Niespodziewanym wynikiem zakończył się mecz Rakowa Częstochowa z Cracovią. Gospodarze na własnym stadionie nie zwykli przegrywać, a doznali porażki w pierwszym domowym meczu po powrocie na trenerską ławkę Marka Papszuna.
- Cieszyłem się na ten powrót. Kibice dopisali, ale my zawiedliśmy. Niewygodny rywal kolejny raz taki był. W meczu zespoły stworzyły sobie niewiele okazji. Potyczka była dość dynamiczna, ale bez jakości. Zabrakło kultury gry, podejmowane były złe decyzje. Sporo chaosu - ocenił 1. połowę opiekun gospodarzy.

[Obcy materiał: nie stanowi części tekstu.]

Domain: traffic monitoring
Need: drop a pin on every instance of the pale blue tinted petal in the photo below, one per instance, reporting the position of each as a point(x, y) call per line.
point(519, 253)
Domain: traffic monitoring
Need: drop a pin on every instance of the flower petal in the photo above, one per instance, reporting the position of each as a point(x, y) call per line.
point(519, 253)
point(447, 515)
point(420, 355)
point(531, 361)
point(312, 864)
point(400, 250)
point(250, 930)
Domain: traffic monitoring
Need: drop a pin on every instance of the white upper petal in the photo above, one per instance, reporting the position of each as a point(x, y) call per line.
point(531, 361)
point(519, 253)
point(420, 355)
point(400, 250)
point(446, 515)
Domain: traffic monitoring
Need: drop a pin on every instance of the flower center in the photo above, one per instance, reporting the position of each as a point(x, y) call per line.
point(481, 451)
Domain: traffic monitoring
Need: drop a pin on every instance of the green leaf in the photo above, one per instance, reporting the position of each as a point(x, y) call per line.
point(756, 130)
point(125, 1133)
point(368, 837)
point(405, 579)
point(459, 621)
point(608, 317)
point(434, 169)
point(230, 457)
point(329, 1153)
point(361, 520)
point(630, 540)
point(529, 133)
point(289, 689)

ZOBACZ WIDEO: #dziejesiewsporcie: Tornado podczas meczu. Zawodnicy starali się kontynuować grę
Chwilę po przerwie Raków stracił gola. - Źle weszliśmy w 2. połowę. Rywal bronił się, my dopiero w końcówce weszliśmy na swoje obroty, zaczęliśmy grać z pasją i energię. Takiej gry oczekuję. Nie możemy czekać aż się będzie paliło, ale pokazywać umiejętności szybciej - dodał Marek Papszun.

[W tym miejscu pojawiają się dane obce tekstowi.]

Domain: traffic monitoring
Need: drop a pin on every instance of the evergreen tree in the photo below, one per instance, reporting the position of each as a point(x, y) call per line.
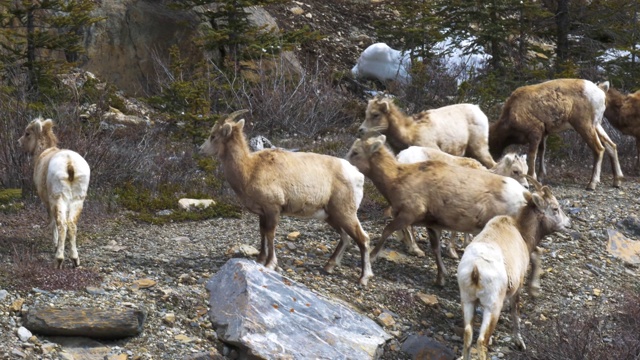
point(41, 37)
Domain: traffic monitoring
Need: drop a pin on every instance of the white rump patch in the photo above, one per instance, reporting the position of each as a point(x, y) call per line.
point(356, 178)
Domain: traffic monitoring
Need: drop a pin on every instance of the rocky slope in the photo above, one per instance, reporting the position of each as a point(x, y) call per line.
point(580, 275)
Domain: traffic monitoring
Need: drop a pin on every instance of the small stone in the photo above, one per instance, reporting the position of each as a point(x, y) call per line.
point(170, 318)
point(184, 338)
point(386, 319)
point(144, 283)
point(297, 10)
point(17, 305)
point(24, 334)
point(597, 292)
point(430, 300)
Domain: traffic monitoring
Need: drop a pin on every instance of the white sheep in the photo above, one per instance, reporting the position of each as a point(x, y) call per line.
point(511, 165)
point(533, 112)
point(460, 129)
point(434, 194)
point(62, 179)
point(274, 182)
point(494, 265)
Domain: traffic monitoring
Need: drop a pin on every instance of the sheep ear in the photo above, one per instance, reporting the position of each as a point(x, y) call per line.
point(47, 125)
point(538, 201)
point(226, 129)
point(378, 142)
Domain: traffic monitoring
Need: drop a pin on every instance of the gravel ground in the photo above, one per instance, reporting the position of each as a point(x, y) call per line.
point(181, 257)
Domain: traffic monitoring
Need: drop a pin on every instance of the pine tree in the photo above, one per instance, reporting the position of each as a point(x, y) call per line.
point(42, 37)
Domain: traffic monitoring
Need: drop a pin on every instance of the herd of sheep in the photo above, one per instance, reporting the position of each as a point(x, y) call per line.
point(444, 177)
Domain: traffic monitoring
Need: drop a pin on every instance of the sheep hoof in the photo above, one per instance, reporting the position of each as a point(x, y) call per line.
point(417, 252)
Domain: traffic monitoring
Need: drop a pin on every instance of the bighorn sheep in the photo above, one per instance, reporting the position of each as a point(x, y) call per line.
point(434, 194)
point(623, 112)
point(533, 112)
point(494, 265)
point(62, 179)
point(511, 165)
point(460, 129)
point(272, 182)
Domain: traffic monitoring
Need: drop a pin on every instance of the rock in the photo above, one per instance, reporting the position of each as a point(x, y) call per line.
point(188, 204)
point(114, 323)
point(630, 224)
point(243, 250)
point(430, 300)
point(274, 317)
point(423, 347)
point(623, 248)
point(143, 284)
point(24, 334)
point(81, 348)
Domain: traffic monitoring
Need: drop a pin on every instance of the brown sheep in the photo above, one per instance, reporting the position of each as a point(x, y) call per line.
point(460, 129)
point(62, 179)
point(434, 194)
point(276, 182)
point(533, 112)
point(623, 112)
point(494, 265)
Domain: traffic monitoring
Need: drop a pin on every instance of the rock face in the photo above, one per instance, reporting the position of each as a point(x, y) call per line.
point(121, 48)
point(271, 317)
point(89, 322)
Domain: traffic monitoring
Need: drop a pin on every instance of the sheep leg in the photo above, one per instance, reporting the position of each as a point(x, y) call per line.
point(450, 245)
point(268, 225)
point(468, 311)
point(401, 221)
point(434, 240)
point(490, 317)
point(410, 242)
point(338, 253)
point(542, 147)
point(531, 156)
point(612, 150)
point(589, 134)
point(534, 276)
point(515, 320)
point(74, 216)
point(60, 213)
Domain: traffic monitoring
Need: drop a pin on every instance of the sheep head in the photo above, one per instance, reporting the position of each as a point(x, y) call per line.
point(360, 153)
point(376, 116)
point(38, 136)
point(220, 134)
point(551, 218)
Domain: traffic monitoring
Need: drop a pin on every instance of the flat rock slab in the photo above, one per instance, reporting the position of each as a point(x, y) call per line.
point(272, 317)
point(95, 323)
point(623, 248)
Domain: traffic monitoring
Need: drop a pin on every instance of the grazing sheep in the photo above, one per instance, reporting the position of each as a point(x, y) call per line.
point(533, 112)
point(434, 194)
point(494, 265)
point(623, 112)
point(460, 129)
point(511, 165)
point(62, 179)
point(272, 182)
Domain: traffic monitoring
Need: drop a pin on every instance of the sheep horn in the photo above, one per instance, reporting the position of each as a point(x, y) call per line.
point(535, 182)
point(235, 114)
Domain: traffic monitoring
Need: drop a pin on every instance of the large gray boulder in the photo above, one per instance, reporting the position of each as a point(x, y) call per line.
point(272, 317)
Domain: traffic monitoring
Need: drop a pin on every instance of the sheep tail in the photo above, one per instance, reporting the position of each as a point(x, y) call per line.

Zadowolony po wygranej 1:0 był szkoleniowiec Cracovii Dawid Kroczek. - Wiedzieliśmy, gdzie przyjechaliśmy. Raków to dobry zespół, tym bardziej cieszy wygrana i sposób funkcjonowania na boisku. Zrealizowaliśmy to, co sobie zakładaliśmy. Brawa dla wszystkich za wykonaną pracę - powiedział.

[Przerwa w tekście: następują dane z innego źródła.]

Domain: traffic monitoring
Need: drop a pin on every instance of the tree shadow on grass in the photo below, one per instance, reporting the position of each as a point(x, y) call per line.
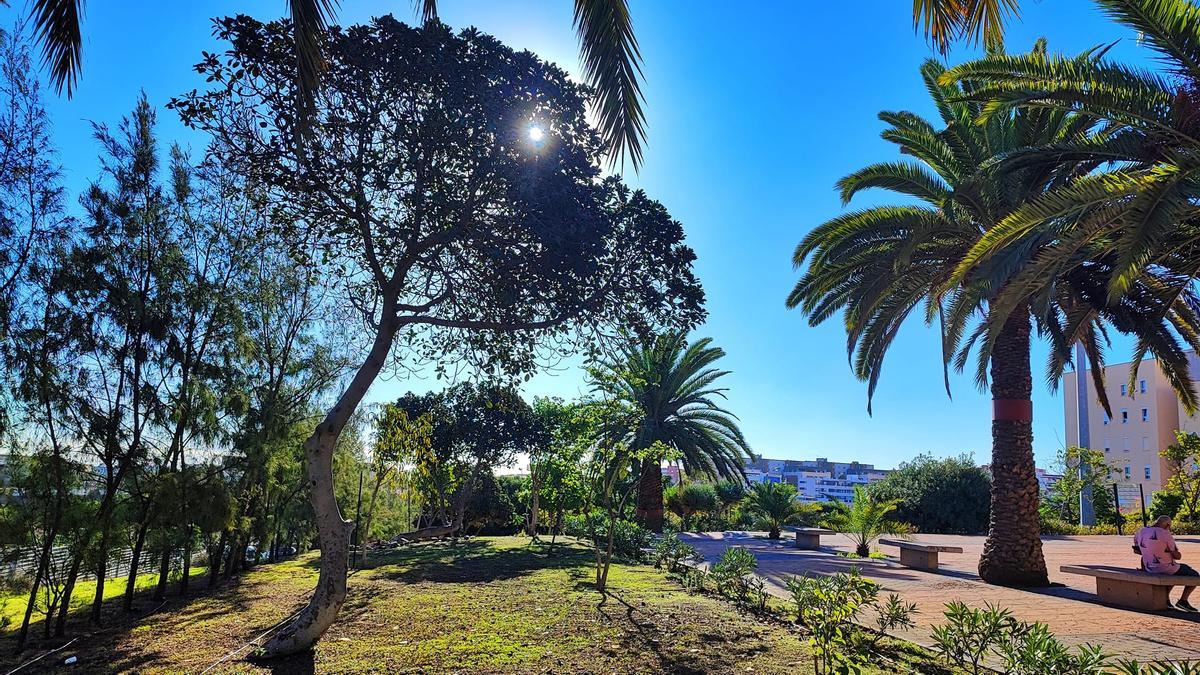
point(473, 561)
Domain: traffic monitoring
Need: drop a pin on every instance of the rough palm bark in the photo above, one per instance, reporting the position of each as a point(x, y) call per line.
point(649, 496)
point(1012, 554)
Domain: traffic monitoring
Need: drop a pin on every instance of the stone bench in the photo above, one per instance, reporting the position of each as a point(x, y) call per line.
point(919, 555)
point(1132, 589)
point(809, 538)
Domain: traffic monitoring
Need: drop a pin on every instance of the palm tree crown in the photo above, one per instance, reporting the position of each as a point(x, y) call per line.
point(775, 505)
point(877, 264)
point(669, 384)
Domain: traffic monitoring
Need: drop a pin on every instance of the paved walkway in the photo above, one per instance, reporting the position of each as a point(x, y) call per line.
point(1069, 609)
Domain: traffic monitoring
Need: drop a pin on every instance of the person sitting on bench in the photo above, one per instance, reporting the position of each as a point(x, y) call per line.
point(1161, 555)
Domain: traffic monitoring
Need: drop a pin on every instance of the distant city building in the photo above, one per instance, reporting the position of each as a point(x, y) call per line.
point(815, 481)
point(1145, 417)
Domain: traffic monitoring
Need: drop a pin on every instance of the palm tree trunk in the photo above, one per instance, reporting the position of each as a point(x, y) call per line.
point(1012, 555)
point(649, 496)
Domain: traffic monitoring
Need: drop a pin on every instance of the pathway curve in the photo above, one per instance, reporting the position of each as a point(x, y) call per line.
point(1069, 609)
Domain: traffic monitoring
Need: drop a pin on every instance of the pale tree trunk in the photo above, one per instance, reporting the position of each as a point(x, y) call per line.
point(649, 495)
point(1012, 554)
point(534, 487)
point(333, 531)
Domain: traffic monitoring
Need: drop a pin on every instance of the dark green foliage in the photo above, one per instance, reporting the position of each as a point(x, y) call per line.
point(670, 551)
point(629, 538)
point(949, 495)
point(829, 608)
point(1165, 502)
point(774, 505)
point(971, 635)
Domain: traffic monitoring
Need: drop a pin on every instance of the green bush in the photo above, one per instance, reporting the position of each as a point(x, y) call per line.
point(1165, 503)
point(670, 551)
point(732, 574)
point(971, 634)
point(629, 538)
point(828, 607)
point(948, 495)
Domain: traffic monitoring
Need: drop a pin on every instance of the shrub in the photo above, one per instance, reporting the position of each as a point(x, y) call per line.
point(670, 551)
point(629, 538)
point(1035, 650)
point(1165, 503)
point(731, 574)
point(948, 495)
point(970, 634)
point(828, 605)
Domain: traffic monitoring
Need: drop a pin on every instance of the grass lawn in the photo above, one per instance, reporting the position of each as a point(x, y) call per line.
point(12, 604)
point(478, 605)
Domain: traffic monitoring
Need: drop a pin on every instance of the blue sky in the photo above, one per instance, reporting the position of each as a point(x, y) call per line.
point(754, 112)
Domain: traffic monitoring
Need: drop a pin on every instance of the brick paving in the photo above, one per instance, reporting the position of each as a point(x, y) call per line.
point(1069, 608)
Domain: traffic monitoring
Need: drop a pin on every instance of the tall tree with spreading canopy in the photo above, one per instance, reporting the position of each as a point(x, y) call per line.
point(605, 28)
point(879, 264)
point(457, 238)
point(667, 382)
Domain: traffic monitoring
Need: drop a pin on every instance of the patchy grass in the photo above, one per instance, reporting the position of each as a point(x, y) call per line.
point(478, 605)
point(12, 602)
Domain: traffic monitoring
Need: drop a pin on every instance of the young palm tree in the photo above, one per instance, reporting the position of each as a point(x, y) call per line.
point(864, 519)
point(667, 383)
point(775, 505)
point(879, 264)
point(607, 48)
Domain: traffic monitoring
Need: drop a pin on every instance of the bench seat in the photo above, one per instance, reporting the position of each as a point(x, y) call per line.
point(1132, 589)
point(919, 555)
point(809, 538)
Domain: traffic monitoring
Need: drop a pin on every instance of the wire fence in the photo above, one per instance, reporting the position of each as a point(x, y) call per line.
point(24, 563)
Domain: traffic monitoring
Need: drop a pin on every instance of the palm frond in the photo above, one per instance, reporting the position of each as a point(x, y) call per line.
point(57, 24)
point(612, 69)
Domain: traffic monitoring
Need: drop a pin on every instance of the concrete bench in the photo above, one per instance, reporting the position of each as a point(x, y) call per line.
point(919, 555)
point(809, 538)
point(1132, 589)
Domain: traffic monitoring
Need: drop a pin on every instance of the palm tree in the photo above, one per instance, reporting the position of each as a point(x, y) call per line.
point(1135, 221)
point(775, 506)
point(880, 263)
point(607, 48)
point(667, 383)
point(864, 519)
point(691, 499)
point(947, 21)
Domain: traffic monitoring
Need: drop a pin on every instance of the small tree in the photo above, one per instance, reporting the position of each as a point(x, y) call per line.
point(731, 493)
point(399, 440)
point(1083, 469)
point(696, 499)
point(1183, 458)
point(775, 505)
point(949, 495)
point(865, 518)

- Chcemy znaleźć się w górnej części tabeli, ale nie będziemy składać deklarację, że będziemy grali o puchary. Chcemy się rozwijać. Przecież jeszcze kilka dni temu nikt nie był zadowolony po naszym meczu z Piastem - nie chciał składać deklaracji szkoleniowiec. - To dla nas wygrany mecz, ale nie będziemy od razu wariować - podsumował.